Ende Juni wurden sie darüber informiert, dass der Supreme Court die “case review” abgelehnt hat – ein Rechtsweg war damit erledigt und ein Hinrichtungstermin konnte anberaumt werden.
Also eine sehr wichtige und folgenschwere Entscheidung, die ein Anwalt in der Regel dem Todeskandidaten persönlich mitteilt, wie wohl nachzuvollziehen ist.

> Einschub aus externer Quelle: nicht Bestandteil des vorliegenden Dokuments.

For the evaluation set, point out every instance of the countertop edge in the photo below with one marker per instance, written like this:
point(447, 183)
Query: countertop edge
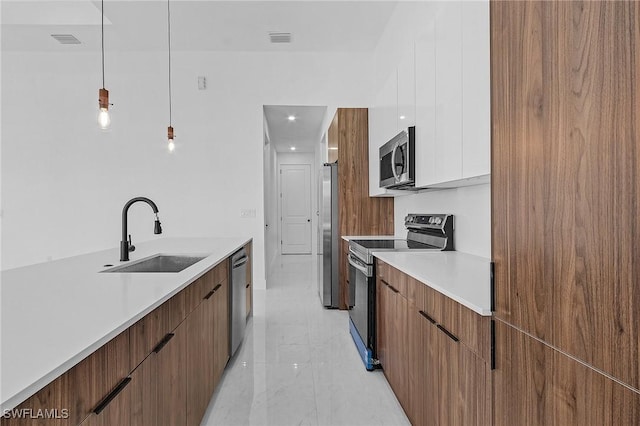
point(465, 302)
point(14, 400)
point(370, 237)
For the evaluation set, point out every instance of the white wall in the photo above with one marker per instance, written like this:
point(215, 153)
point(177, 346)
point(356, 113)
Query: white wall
point(270, 204)
point(64, 182)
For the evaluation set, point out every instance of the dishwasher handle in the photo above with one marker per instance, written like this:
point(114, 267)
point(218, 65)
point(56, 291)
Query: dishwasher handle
point(238, 263)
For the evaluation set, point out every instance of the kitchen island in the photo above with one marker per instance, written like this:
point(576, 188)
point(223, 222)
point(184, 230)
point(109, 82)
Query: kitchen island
point(56, 314)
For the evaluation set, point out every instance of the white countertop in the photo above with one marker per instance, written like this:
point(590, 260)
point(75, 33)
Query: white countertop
point(463, 277)
point(55, 314)
point(371, 237)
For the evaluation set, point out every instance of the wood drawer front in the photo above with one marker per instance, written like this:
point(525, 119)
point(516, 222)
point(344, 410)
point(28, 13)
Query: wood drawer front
point(80, 389)
point(472, 329)
point(198, 290)
point(150, 330)
point(193, 294)
point(393, 277)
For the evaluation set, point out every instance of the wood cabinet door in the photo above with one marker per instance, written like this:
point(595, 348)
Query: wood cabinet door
point(395, 352)
point(399, 352)
point(382, 343)
point(416, 360)
point(219, 320)
point(172, 379)
point(117, 411)
point(199, 361)
point(144, 393)
point(249, 286)
point(463, 385)
point(565, 228)
point(536, 384)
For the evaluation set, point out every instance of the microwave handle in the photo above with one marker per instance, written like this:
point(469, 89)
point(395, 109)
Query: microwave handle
point(393, 162)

In diesem Fall erledigte das Verteidiger-Team die unangenehme Aufgabe per Brief.
Um die Taktlosigkeit perfekt zu machen, kündigte man ihm im selben Brief an, (grob gesagt) nichts weiter für ihn tun zu wollen, weil es aussichtslos sei.

Ein Begnadigungsersuchen wäre wohl sicher abgelehnt worden, aber dass selbst ein so chancenloser, verzweifelter Schritt für den Todeskandidaten zumindest die Illusion von Hoffnung lässt und ihm die eigentlich unerträgliche Zeit bis zur Hinrichtung mit zumindest positiven Hoffnungen etwas leichter macht – das wollten die Anwälte nicht.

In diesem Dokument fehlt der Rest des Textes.